Logan stopped at a souped-up, lowered, dark green Honda Civic with tinted black windows. Of course that’s what he drove. Before he unlocked the door, he pulled out a pack of cigarettes and lit one up. I couldn’t help but exclaim, “you smoke?!”

“Yeah,” Logan replied casually, as if lung cancer wasn’t a growing healthcare concern. “You want one?”

Suddenly years of public service announcements and after school specials flooded through my head. I’d never been cool enough to be offered a cigarette before. None of my friends smoked. I wouldn’t even know how to smoke, or how to ignite the lighter. I imagined myself battling peer pressure in a family sitcom as I replied kindly, but firmly, “No, thank you.”

“Good,” Logan confirmed. “Nasty habit. Expensive too.”

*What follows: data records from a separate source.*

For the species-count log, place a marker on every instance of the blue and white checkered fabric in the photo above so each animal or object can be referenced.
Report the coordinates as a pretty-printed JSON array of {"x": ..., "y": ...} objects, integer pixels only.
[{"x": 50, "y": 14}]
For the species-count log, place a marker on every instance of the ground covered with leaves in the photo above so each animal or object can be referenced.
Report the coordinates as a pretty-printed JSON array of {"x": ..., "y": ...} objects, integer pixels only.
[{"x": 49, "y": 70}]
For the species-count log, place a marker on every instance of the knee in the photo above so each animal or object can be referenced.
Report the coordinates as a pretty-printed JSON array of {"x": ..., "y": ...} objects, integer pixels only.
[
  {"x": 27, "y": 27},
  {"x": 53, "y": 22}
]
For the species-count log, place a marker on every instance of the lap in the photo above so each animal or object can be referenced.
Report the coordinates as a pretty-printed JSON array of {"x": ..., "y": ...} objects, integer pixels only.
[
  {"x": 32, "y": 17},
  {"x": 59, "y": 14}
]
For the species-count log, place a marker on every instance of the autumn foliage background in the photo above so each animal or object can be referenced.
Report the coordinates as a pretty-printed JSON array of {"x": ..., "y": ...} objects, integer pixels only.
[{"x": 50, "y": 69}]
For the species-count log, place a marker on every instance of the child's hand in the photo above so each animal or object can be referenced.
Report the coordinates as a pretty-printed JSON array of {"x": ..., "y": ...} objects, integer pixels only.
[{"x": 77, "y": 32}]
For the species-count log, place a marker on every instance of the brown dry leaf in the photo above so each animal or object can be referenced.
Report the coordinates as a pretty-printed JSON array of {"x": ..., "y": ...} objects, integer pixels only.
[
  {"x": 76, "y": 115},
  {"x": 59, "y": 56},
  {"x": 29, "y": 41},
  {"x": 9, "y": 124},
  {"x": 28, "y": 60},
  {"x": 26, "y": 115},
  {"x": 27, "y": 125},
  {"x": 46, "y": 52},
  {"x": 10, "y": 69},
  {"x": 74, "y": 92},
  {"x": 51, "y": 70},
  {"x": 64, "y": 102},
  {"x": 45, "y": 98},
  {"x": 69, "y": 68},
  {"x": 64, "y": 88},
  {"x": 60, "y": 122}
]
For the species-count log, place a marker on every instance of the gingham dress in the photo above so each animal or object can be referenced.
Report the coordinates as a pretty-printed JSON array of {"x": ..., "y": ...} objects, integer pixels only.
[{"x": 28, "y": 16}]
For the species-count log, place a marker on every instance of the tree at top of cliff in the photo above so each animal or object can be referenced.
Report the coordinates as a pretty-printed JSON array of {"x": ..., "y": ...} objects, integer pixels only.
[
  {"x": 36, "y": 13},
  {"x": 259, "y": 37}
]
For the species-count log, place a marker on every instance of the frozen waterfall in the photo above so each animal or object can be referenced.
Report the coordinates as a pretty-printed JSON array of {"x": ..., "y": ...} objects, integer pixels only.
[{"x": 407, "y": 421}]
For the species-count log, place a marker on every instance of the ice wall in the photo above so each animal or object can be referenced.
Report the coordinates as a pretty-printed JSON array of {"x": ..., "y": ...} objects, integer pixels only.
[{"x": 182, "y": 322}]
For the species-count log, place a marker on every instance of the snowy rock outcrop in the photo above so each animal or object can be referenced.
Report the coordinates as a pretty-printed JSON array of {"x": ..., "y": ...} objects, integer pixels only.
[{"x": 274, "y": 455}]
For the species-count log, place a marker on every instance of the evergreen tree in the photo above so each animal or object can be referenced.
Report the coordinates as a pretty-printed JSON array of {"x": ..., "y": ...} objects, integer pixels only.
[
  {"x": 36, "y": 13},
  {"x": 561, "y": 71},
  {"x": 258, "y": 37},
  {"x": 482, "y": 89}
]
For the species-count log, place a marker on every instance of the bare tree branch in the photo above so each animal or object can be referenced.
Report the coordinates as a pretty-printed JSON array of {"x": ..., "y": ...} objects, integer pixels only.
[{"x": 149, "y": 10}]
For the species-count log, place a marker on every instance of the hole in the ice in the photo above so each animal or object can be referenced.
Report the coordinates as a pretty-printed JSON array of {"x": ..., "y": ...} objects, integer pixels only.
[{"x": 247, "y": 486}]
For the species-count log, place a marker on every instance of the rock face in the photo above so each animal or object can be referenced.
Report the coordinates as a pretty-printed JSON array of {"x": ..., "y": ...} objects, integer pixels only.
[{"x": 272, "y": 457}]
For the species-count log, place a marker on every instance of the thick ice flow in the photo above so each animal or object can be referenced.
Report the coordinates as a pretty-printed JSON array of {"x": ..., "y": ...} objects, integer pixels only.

Inside the car, I noted that Logan had three things hanging from his rear view mirror; a plastic red pepper with a gold stem, a white rosary and black and red fuzzy dice. As soon as Logan turned the car on, deafening European dance music attacked us through the car’s upgraded sound system. I had never heard anything so loud before. The horribly pulsing bass infiltrated my chest, almost suffocating me. If this car had belonged to anyone else, I would have mocked them relentlessly. It was so gaudy and unoriginal. There was nothing good about it. But this wasn’t just anyone’s car. This was Logan’s car, and it was perfect. I could be a bit hypocritical at times.

To my relief, Logan quickly lowered the volume. He was still smoking in the car. I wondered if my parents would be able to smell it in my hair and clothes.

“So where do you live?”

“Really close,” I said suddenly feeling guilty about accepting a ride home. My house was literally around the corner. I didn’t need a ride. I could have walked. Or had my dad pick me up. I hoped Logan wouldn’t regret his offer when he realized how unnecessary it actually was. “Turn left on Easton Road.”

As Logan drove faster, the exhaust whirred louder. I watched Logan drive, his face lit up by the blue light from the radio and the streetlights shining in through the windows. I almost couldn’t believe that I was riding in a car with a really cute guy. It was so different than my regular life. I felt excited. I felt happy. Most of all, I felt cool. In a loser, Bridgewood kind of way.

“It’s the third right after the stop sign.” I directed as we neared my street.

“Are you sure you want to go home?” Logan asked, mischief dripping from his voice. His green eyes looked at me expectantly.

“Yeah, of course.” I replied instantly.

“I was just joking.” Logan replied, almost defensively, turning onto my street.

I didn’t get the joke. Where else could we go on a Thursday night, at nearly 11 o’clock at night?